Ian did his BA in Cambridge where he came under the influence of C E Tilley. Since Tilley did not, apparently, want him as a PhD student he moved to Imperial College where he began research under supervision of George P L Walker. His thesis (1958) focused on Thingmuli, a Tertiary volcano in eastern Iceland. Ian used his field and petrographic skills to address one of the most contentious issues in Earth science at the time, namely the origin of silicic magma, and whether it could form solely by crystal fractionation of basalt, or whether assimilation of older continental crust was required. The problem went to the very heart of crustal evolution, and his was a classic demonstration of the evolution of basalt to rhyolite.
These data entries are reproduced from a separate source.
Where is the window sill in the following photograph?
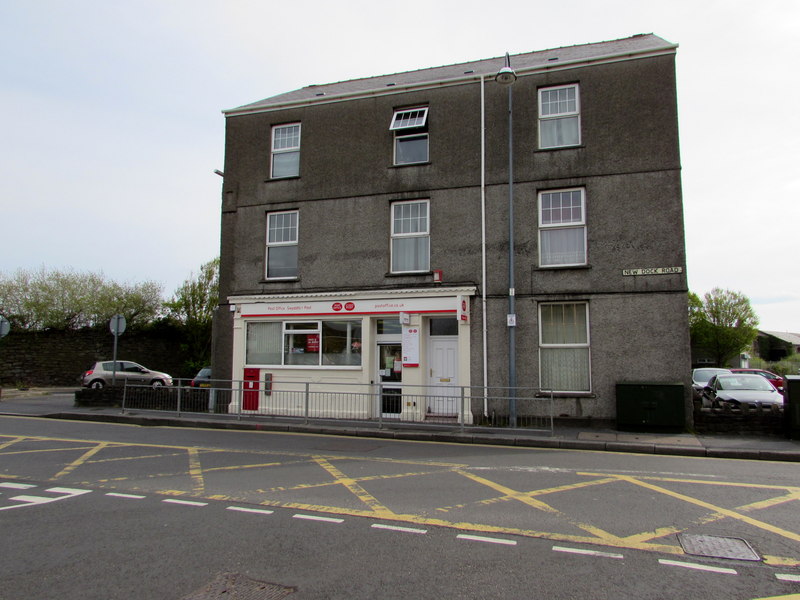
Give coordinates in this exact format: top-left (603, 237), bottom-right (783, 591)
top-left (265, 175), bottom-right (300, 182)
top-left (390, 161), bottom-right (431, 168)
top-left (385, 271), bottom-right (432, 278)
top-left (260, 278), bottom-right (299, 283)
top-left (534, 264), bottom-right (591, 272)
top-left (535, 144), bottom-right (584, 152)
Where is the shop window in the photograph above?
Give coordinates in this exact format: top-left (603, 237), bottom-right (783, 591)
top-left (246, 320), bottom-right (361, 367)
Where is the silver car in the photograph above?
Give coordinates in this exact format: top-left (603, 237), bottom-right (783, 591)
top-left (702, 374), bottom-right (784, 410)
top-left (81, 361), bottom-right (173, 389)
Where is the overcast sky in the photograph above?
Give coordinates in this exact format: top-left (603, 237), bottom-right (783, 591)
top-left (2, 0), bottom-right (798, 332)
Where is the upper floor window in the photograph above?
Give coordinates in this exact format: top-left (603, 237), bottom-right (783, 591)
top-left (390, 107), bottom-right (428, 165)
top-left (538, 85), bottom-right (580, 149)
top-left (266, 210), bottom-right (298, 279)
top-left (539, 188), bottom-right (586, 267)
top-left (391, 200), bottom-right (429, 273)
top-left (271, 123), bottom-right (301, 178)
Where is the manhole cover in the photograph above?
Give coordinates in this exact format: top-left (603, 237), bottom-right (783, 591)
top-left (678, 534), bottom-right (760, 561)
top-left (181, 572), bottom-right (296, 600)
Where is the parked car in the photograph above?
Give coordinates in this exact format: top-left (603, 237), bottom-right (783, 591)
top-left (702, 373), bottom-right (784, 410)
top-left (81, 361), bottom-right (173, 389)
top-left (189, 366), bottom-right (212, 388)
top-left (692, 368), bottom-right (732, 404)
top-left (730, 368), bottom-right (784, 393)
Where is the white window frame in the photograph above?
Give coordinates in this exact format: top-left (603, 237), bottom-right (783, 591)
top-left (390, 199), bottom-right (430, 274)
top-left (538, 302), bottom-right (591, 393)
top-left (265, 210), bottom-right (299, 280)
top-left (390, 107), bottom-right (428, 130)
top-left (244, 319), bottom-right (362, 368)
top-left (391, 107), bottom-right (429, 165)
top-left (538, 188), bottom-right (587, 268)
top-left (271, 123), bottom-right (301, 178)
top-left (538, 84), bottom-right (581, 149)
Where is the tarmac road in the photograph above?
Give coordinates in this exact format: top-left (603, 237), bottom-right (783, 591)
top-left (1, 412), bottom-right (799, 599)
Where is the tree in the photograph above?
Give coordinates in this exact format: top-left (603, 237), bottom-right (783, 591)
top-left (0, 267), bottom-right (163, 331)
top-left (689, 288), bottom-right (759, 366)
top-left (164, 258), bottom-right (219, 373)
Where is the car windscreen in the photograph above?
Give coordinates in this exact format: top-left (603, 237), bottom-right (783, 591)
top-left (717, 375), bottom-right (774, 391)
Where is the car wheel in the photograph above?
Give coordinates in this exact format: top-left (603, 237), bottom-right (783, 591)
top-left (151, 379), bottom-right (165, 388)
top-left (89, 380), bottom-right (105, 390)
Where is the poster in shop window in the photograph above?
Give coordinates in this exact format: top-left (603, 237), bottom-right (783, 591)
top-left (402, 325), bottom-right (419, 367)
top-left (306, 334), bottom-right (320, 352)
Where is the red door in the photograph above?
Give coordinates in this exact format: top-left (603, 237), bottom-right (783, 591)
top-left (243, 368), bottom-right (260, 411)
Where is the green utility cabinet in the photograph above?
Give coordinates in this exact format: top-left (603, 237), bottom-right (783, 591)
top-left (785, 376), bottom-right (800, 439)
top-left (616, 382), bottom-right (685, 432)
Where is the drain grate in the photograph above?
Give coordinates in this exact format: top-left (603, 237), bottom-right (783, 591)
top-left (181, 572), bottom-right (296, 600)
top-left (678, 534), bottom-right (760, 561)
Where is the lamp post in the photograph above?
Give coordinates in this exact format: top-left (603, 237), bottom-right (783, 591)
top-left (495, 53), bottom-right (517, 427)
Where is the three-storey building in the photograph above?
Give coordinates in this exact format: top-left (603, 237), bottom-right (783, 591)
top-left (213, 34), bottom-right (691, 425)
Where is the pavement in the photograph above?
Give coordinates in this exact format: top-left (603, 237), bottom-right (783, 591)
top-left (2, 387), bottom-right (800, 462)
On completion of his thesis, Ian became a lecturer at Imperial College. He developed his research on the crystallisation paths of feldspars in silicic magmas and became close friends with William S MacKenzie, who was following similar ideas experimentally in Manchester. In 1963, Ian took a six-month leave at the University of Chicago, where one of the first electron microprobes was being demonstrated. He quickly realised that this instrument would revolutionise petrology and therefore asked to extend his leave to collect more data. When his request was refused Ian resigned, finding himself aged 34, with a wife and three young children, in Chicago, in the dead of winter, without a job. Before long he was invited to the University of California, Berkeley to give a lecture and this turned into a tenured position as an Associate Professor.
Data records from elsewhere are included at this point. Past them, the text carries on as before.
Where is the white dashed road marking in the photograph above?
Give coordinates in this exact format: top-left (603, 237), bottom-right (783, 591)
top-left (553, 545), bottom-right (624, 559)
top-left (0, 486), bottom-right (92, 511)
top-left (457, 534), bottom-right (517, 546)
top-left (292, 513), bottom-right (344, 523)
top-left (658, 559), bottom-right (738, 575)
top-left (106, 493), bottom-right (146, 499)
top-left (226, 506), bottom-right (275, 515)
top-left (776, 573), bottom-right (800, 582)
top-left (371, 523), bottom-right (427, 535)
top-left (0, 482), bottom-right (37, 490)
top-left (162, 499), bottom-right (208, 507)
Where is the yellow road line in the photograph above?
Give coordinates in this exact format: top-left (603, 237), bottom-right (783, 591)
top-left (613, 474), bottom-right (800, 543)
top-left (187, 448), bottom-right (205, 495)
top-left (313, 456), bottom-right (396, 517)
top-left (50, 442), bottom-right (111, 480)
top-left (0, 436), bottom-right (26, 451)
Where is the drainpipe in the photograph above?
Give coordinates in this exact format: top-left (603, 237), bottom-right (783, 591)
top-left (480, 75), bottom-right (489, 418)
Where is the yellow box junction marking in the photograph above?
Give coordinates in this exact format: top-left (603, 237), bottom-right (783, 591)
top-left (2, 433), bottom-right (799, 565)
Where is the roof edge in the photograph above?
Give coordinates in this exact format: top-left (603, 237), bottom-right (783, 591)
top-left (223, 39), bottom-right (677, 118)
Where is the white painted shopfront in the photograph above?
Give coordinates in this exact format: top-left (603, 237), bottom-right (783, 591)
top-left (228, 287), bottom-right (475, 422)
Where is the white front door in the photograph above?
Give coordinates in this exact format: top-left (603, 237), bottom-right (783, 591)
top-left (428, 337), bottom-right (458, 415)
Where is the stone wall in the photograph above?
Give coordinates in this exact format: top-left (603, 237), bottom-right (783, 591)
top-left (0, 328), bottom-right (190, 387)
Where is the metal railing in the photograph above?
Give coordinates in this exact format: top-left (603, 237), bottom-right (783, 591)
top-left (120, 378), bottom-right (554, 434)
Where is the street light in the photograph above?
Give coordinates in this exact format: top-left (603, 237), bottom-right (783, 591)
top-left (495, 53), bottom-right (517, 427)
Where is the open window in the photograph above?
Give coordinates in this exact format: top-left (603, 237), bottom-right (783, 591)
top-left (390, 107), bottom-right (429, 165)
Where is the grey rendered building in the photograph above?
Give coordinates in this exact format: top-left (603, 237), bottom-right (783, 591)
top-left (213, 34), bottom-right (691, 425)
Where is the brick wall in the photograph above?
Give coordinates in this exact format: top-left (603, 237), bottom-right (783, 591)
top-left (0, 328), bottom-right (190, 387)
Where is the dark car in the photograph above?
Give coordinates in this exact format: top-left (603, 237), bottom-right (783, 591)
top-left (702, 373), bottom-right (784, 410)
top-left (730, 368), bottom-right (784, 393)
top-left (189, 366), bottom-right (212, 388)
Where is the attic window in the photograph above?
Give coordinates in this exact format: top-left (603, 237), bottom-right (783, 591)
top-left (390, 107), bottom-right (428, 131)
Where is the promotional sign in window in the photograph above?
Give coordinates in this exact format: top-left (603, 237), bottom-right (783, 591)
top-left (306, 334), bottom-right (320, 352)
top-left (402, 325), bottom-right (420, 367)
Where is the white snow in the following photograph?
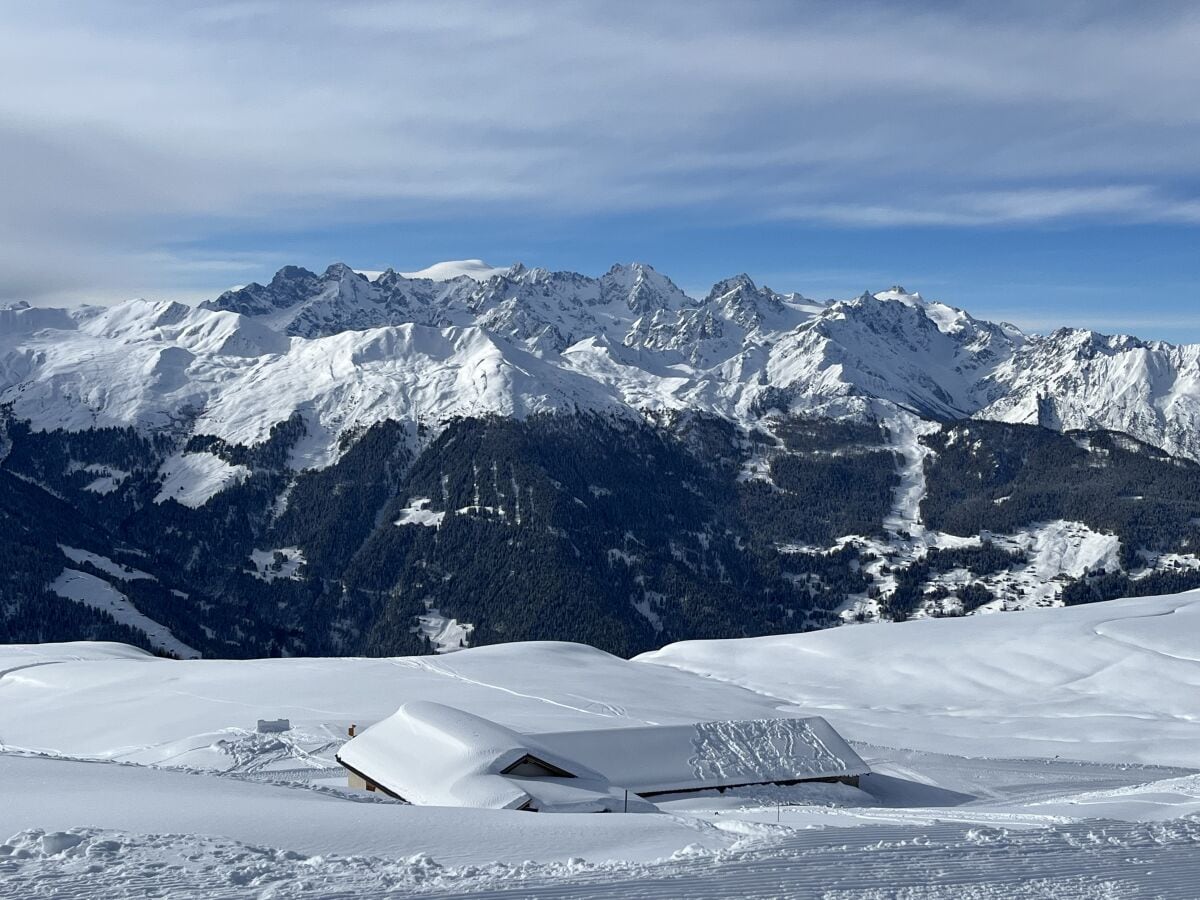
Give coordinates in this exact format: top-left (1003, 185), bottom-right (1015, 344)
top-left (978, 520), bottom-right (1123, 608)
top-left (880, 411), bottom-right (939, 538)
top-left (337, 702), bottom-right (861, 812)
top-left (535, 716), bottom-right (864, 795)
top-left (1009, 519), bottom-right (1121, 580)
top-left (79, 465), bottom-right (129, 494)
top-left (416, 607), bottom-right (474, 653)
top-left (1131, 551), bottom-right (1200, 580)
top-left (58, 545), bottom-right (155, 582)
top-left (154, 452), bottom-right (249, 508)
top-left (5, 591), bottom-right (1200, 896)
top-left (0, 754), bottom-right (701, 864)
top-left (641, 589), bottom-right (1200, 767)
top-left (338, 701), bottom-right (642, 812)
top-left (394, 497), bottom-right (446, 528)
top-left (47, 570), bottom-right (198, 659)
top-left (248, 547), bottom-right (306, 582)
top-left (7, 271), bottom-right (1200, 507)
top-left (0, 640), bottom-right (796, 769)
top-left (856, 519), bottom-right (1128, 620)
top-left (5, 809), bottom-right (1200, 898)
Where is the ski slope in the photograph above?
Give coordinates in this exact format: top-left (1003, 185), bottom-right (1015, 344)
top-left (3, 592), bottom-right (1200, 897)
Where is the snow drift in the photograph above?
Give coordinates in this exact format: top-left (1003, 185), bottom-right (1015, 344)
top-left (639, 589), bottom-right (1200, 768)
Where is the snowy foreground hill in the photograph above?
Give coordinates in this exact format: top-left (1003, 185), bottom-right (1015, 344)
top-left (5, 261), bottom-right (1200, 659)
top-left (3, 593), bottom-right (1200, 898)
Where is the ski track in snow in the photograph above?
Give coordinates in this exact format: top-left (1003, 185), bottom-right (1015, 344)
top-left (881, 411), bottom-right (938, 538)
top-left (406, 659), bottom-right (632, 722)
top-left (1090, 605), bottom-right (1200, 664)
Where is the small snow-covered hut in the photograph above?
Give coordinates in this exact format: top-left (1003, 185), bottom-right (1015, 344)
top-left (338, 701), bottom-right (867, 812)
top-left (335, 701), bottom-right (653, 813)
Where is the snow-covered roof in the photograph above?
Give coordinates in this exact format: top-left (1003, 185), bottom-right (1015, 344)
top-left (534, 715), bottom-right (867, 795)
top-left (335, 701), bottom-right (646, 813)
top-left (338, 700), bottom-right (867, 810)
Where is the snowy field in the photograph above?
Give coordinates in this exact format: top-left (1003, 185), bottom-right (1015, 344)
top-left (3, 592), bottom-right (1200, 897)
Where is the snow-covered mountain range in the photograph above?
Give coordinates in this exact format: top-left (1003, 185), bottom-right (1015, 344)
top-left (4, 261), bottom-right (1199, 471)
top-left (5, 260), bottom-right (1200, 661)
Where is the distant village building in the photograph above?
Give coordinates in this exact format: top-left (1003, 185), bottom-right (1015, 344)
top-left (336, 701), bottom-right (868, 812)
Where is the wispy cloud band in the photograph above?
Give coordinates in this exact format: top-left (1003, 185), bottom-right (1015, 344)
top-left (1, 1), bottom-right (1198, 303)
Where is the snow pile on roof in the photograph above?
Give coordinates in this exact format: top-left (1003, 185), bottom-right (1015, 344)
top-left (337, 701), bottom-right (646, 813)
top-left (535, 716), bottom-right (865, 796)
top-left (337, 700), bottom-right (865, 811)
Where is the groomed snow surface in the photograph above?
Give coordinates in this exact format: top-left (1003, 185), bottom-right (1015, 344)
top-left (4, 592), bottom-right (1200, 897)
In 1964, when the study of magmatic rocks was largely descriptive, Ian Carmichael was asking detailed questions about whether the crystals in erupted lavas could be used quantitatively to determine the temperatures, pressures, dissolved water concentrations, and oxidation states of the magmatic liquids from which they crystallised. The answers necessitated, firstly, detailed microanalysis of crystals and matrix and secondly a thermodynamic approach to crystal-melt equilibrium. The latter was hindered by the lack of information on the thermodynamic properties of magmatic liquids under in situ high-temperature conditions.
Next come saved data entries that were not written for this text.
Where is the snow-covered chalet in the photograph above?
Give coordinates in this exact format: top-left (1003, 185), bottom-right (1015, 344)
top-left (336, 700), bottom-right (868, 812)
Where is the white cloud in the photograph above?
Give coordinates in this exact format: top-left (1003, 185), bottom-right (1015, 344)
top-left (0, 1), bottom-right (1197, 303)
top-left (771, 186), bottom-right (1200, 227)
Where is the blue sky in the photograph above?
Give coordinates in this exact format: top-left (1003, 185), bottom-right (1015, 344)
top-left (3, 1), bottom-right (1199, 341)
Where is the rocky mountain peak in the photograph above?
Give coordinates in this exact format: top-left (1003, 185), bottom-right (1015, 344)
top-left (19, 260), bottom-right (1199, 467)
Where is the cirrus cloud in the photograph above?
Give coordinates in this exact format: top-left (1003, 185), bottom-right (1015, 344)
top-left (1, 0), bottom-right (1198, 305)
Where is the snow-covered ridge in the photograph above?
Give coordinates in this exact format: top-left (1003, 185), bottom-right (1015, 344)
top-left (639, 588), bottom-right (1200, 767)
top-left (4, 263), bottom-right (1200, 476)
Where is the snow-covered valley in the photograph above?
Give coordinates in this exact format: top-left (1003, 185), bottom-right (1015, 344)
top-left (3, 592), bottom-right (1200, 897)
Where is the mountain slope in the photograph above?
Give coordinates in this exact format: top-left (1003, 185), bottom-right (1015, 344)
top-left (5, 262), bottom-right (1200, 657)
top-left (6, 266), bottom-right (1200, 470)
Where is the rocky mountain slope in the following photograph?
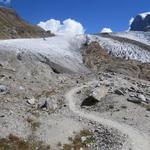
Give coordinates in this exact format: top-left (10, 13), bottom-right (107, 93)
top-left (0, 8), bottom-right (150, 150)
top-left (0, 6), bottom-right (54, 39)
top-left (82, 41), bottom-right (150, 81)
top-left (130, 12), bottom-right (150, 32)
top-left (82, 33), bottom-right (150, 81)
top-left (0, 31), bottom-right (149, 150)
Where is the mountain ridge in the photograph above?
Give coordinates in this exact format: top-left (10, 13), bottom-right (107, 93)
top-left (130, 12), bottom-right (150, 32)
top-left (0, 7), bottom-right (54, 39)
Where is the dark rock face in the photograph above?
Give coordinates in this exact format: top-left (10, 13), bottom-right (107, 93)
top-left (130, 13), bottom-right (150, 32)
top-left (81, 96), bottom-right (99, 107)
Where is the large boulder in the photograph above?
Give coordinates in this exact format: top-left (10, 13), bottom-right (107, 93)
top-left (81, 96), bottom-right (99, 107)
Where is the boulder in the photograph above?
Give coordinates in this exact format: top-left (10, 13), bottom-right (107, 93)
top-left (27, 98), bottom-right (36, 105)
top-left (40, 100), bottom-right (48, 109)
top-left (146, 97), bottom-right (150, 103)
top-left (81, 96), bottom-right (99, 107)
top-left (127, 97), bottom-right (141, 104)
top-left (0, 85), bottom-right (8, 93)
top-left (114, 89), bottom-right (124, 95)
top-left (138, 94), bottom-right (146, 103)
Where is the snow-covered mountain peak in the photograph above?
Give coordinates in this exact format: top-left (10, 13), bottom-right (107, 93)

Nevertheless, Ian and his students came up with innovative ways of estimating and extrapolating these properties, which gave him some bones to support his thermodynamic approach. Soon thereafter (1971) he discovered a moth-balled calorimeter in the Materials Science department and he and his students began to measure the properties of silicate liquids, including their compressibilities from sound speed measurements, and their heat contents up to 1700°C. One of the best-known fruits of this work is the MELTS computer program of one of Ian’s students, Mark Ghiorso. Despite, however, his emphasis on microanalysis and experiment Ian’s research was always field-orientated and he maintained an active field programme into his 70s.

Ian Carmichael was a wonderfully generous and dedicated mentor. Almost all of his 29 PhD students hold faculty or related positions in US universities and the USGS. When I arrived as a temporary lecturer from Manchester (1973) he took me under his wing, asking “What are you working on at the moment ?”. “I’ve just had a paper accepted”, I replied. “Let me see”. Two hours later he said: “Interesting idea - but you didn’t consider many of the implications. Even though it’s accepted, withdraw it and I’ll pay the costs. You can work on the MS over the next few months while the grad students and I criticise it until it’s really ready for publication.”

At that time Ian was Department Chairman in Berkeley, a position he held on two separate occasions. He also spent 15 years as Associate Dean and Associate Provost at UC Berkeley, at the same time serving as Editor-in-Chief of Contributions to Mineralogy and Petrology. In 1986 he was invited to review my department at Northwestern University at a time when we feared closure. Once Ian and Karl Turekian (Yale) had reported and browbeaten the Dean, the University reprieved us, delivered a pat-on-the-back and awarded us an extra faculty position.

Ian was a Fellow of the Royal Society. His contributions were also recognised by the Bowen Award (AGU), the Day Medal (GSA,) the Murchison Medal (GSL), the Schlumberger Medal (Min. Soc., GB), and the Roebling Medal (Min. Soc. Am.).